SAN FRANCISCO (BCN)
The San Francisco Municipal Transportation Agency is warning customers of a second day of major systemwide delays on Muni Tuesday due to a “sickout” by many employees stemming from labor contract negotiations.
The agency will add an additional 100 vehicles to the system Tuesday but notified commuters to expect service disruptions, Muni officials said.
All express and limited buses will be stopping at every stop unless the bus reaches full capacity, according to Muni officials.
Cable cars will be supplemented with limited shuttle buses, Muni officials said.
Customers are advised to find alternative means of transportation, according to Muni officials.
BART is honoring all Muni fares between the Daly City and Embarcadero stations, Muni officials said.
On Monday Muni ran on a third of its normal capacity due to workers calling in sick, agency spokesman Paul Rose said.
Many commuters experienced longer wait times and struggled to make their way around San Francisco on Monday.
The union has been in a contentious contract dispute with the SFMTA over the past two months and voted last week on a proposed agreement with the agency.
TWU Local 250-A members voted overwhelmingly to reject the proposal on Friday, according to results posted on the union’s website.

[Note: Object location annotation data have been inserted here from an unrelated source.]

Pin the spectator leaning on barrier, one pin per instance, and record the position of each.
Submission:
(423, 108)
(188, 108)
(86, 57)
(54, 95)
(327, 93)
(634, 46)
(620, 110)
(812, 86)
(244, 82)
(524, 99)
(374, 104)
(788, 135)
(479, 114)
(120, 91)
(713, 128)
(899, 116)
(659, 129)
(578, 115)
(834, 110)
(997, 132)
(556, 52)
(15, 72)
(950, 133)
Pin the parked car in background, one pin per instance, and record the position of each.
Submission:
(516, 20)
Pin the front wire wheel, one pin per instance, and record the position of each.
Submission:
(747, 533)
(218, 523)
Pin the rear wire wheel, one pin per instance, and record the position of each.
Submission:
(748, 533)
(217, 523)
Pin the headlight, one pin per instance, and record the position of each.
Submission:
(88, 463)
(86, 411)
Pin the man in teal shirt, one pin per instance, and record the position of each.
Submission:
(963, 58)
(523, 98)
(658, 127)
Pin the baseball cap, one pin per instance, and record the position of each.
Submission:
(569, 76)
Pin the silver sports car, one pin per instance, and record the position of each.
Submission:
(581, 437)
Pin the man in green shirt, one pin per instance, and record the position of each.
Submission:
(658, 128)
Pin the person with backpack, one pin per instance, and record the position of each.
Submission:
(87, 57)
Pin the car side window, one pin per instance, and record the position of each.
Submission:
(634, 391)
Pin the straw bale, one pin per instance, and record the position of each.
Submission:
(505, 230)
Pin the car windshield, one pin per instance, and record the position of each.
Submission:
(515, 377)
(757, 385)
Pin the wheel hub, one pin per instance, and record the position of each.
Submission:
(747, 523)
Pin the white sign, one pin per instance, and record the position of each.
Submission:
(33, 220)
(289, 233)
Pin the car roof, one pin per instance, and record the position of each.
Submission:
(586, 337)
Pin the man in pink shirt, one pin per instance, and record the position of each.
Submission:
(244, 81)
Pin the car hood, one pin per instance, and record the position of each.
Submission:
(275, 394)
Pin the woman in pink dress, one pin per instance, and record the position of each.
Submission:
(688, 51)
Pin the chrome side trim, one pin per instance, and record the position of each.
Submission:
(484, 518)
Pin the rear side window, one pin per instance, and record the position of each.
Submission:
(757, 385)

Union president Eric Williams said in a statement on the site that it was an “unfair contract” and that the “city devalued our service as they proposed unreasonable take aways.”
The proposed contract would give Muni workers an 11.45 percent raise over the next two years, bumping up operator pay to just under $32 per hour by July, according to Rose, the Muni spokesman.
However, the contract also proposes that workers contribute 7.5 percent to their pensions, an amount now covered by Muni.
Rose said the city pays 92.5 percent of transit operators’ pensions, an amount he said “is in line with most other city workers.”
The spokesman said Muni officials may not know until early Tuesday morning about whether another sickout is planned and said riders should know “some of the delays they saw today might occur tomorrow.”
More than 700,000 trips are made on Muni each day, according to Rose.